3D Trajectory Synthesis and Control for a Legged Swimming Robot
We are interested in making underwater robots agile and intuitively controllable by human divers. This will allow a diver to interact with their robot to execute complex underwater exploration missions as safely and efficiently as possible. Imagine cave diving or shipwreck exploration scenarios. They are risky for divers without extensive and rigorous training. Small, agile robots, able to maneuvre in 3D can execute the diver's commands accurately as long as they are communicated clearly. This project is a step towards this direction.
3D Autopilot, Agility, and Range of Motions
Here the Aqua2 robot is executing a range of pre-scripted choreographies meant to illustrate the agility, quick response times, and the capabilities of the 3D autopilot that enables the robot to maintain any orientation in space. Tuning of the controller parameters that enable these motions was done autonomously underwater: an optimization procedure modifies the set of parameters, executes the motion for some time, and evaluates the resulting error. The parameter set corresponding to the lowest error is saved for later experiments.
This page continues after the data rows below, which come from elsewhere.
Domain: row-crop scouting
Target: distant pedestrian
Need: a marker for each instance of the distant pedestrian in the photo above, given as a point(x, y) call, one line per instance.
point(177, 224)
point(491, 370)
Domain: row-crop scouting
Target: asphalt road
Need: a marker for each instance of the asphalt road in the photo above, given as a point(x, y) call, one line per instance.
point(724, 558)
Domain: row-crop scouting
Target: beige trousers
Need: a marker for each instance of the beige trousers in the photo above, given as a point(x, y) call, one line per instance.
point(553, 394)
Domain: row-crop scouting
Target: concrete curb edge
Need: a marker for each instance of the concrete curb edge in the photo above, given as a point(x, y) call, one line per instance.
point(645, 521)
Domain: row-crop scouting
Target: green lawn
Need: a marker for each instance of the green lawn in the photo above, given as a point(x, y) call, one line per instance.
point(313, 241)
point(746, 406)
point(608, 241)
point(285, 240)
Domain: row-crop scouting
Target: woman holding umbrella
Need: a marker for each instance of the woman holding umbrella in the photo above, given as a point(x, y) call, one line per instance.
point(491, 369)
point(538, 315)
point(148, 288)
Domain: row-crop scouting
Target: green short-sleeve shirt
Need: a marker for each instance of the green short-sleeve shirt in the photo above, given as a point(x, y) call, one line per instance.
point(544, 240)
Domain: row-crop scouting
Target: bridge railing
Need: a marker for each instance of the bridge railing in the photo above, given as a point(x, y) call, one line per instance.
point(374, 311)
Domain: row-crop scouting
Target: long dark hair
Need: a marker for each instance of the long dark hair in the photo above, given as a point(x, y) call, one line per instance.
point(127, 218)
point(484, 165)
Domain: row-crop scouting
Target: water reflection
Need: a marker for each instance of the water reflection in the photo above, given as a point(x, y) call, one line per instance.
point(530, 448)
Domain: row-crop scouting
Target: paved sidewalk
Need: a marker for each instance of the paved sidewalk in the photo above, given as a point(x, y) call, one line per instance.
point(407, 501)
Trajectory Specification via Augmented Reality
The human operator can easily "draw" a desired 3D trajectory by moving a fiducial tag in space. These trajectories can be turned into control commands that the robot should execute, provided that it can adjust them to account for noise and the presence of obstacles. The operator can have visual feedback of the trajectory when operating on land. Exactly the same interaction scheme can be used underwater, where a diver can move the tags in 3D space to indicate a desired trajectory. The difference is that visual feedback of what is being drawn becomes more difficult.
Fiducial tags are not only useful to the human operator for drawing trajectories. They can also be useful to the robot. Tags can encode commands, behaviors, warnings, akin to traffic signs. When the robot sees them it can incorporate their suggested behavior as well as metric information about their place in the environment into its trajectory. In the experiment depicted above the robot is traversing a section of a shipwreck. Tags have been placed on the sea bottom and on the ship to indicate for instance: "sharp vertical turn ahead," so that the robot can avoid crashing onto the ship, and "U-turn ahead" so that the robot returns back to the diver.